Parada en la vereda de la esquina de Guarapirú y Galvani, la misma por donde 10 minutos atrás pasó la chica de pelo amarillo, ahora está Sabrina Duarte. Tiene 15 años. Luce un uniforme liceal impecable. Está esperando a una amiga. Se encuentran allí y caminan juntas al liceo 13.
La amiga, Florencia Cardozo, también lleva un uniforme inmaculado. Para ellas, el principal problema del barrio es la inseguridad, los arrebatos, por eso caminan juntas y a la salida del liceo alguien de sus familias las pasa a buscar.

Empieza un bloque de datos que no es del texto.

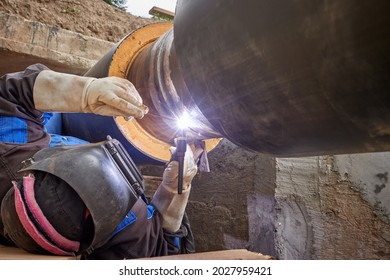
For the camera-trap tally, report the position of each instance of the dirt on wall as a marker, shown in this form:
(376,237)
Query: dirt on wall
(89,17)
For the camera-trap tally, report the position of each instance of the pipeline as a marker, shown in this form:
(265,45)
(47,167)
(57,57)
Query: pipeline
(291,79)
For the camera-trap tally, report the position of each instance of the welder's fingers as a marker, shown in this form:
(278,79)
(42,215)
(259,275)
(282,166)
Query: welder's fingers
(197,150)
(112,105)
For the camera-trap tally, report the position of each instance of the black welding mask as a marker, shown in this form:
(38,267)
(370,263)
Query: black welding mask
(72,198)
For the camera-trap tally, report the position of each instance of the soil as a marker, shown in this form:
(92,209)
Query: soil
(93,18)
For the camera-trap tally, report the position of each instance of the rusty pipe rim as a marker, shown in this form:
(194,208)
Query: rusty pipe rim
(122,61)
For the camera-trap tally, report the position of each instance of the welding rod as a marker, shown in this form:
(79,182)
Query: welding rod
(181,146)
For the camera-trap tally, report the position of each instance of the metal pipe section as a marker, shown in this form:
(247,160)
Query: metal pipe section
(158,78)
(297,78)
(289,78)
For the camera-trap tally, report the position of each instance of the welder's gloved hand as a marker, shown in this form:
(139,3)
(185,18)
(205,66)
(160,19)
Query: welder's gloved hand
(167,201)
(110,96)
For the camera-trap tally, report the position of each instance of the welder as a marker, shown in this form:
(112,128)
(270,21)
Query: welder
(74,200)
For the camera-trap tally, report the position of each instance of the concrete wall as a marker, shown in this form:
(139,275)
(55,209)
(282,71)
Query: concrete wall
(24,42)
(333,207)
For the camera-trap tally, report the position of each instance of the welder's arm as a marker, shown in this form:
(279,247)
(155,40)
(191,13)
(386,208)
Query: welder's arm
(166,199)
(110,96)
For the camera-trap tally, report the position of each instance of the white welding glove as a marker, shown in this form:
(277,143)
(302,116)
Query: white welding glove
(166,199)
(110,96)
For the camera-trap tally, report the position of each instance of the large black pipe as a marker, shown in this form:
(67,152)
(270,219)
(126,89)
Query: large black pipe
(290,78)
(284,78)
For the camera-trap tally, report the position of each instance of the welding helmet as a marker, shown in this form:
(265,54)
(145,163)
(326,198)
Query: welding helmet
(71,200)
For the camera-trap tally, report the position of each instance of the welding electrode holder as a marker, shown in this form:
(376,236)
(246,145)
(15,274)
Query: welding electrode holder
(181,147)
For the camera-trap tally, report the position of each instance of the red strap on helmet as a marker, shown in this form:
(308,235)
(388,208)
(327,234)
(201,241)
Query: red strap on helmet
(59,244)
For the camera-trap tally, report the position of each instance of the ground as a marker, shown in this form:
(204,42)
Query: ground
(89,17)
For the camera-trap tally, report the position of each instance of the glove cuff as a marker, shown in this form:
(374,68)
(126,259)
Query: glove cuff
(60,92)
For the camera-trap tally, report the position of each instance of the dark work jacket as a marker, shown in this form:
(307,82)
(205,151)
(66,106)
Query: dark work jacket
(142,238)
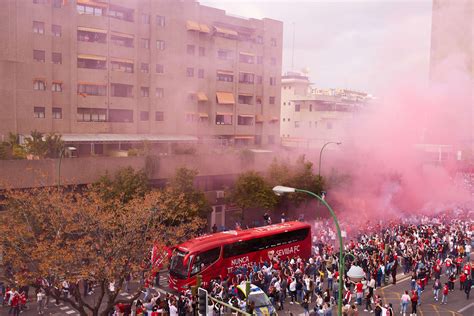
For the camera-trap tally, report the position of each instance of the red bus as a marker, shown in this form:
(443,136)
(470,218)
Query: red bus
(220,254)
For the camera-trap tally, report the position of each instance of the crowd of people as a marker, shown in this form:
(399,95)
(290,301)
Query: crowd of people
(433,251)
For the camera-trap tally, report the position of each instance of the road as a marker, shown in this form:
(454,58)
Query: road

Sus sueños de salir adelante son tan grandes como los que un día tuvieron Pereyra, Moré y Salgado. Sus ambiciones vuelan todavía más alto.
Florencia quiere ser neuróloga “para ayudar a curar el mal de Parkinson”. Sabrina, cuya madre trabaja en una casa de familia y su padre en un sindicato, quiere ser psicóloga: “No me imagino siendo otra cosa”.
Les cuento la historia de Pereyra, Moré y Salgado. Les pregunto si ellas podrán repetirla. No lo dudan ni un segundo.
“Claro”, responde Sabrina, sonriendo. “No tiene nada que ver el barrio. Siempre se puede”.
Las chicas se dan vuelta.
Caminando por Guarapirú, se van al liceo.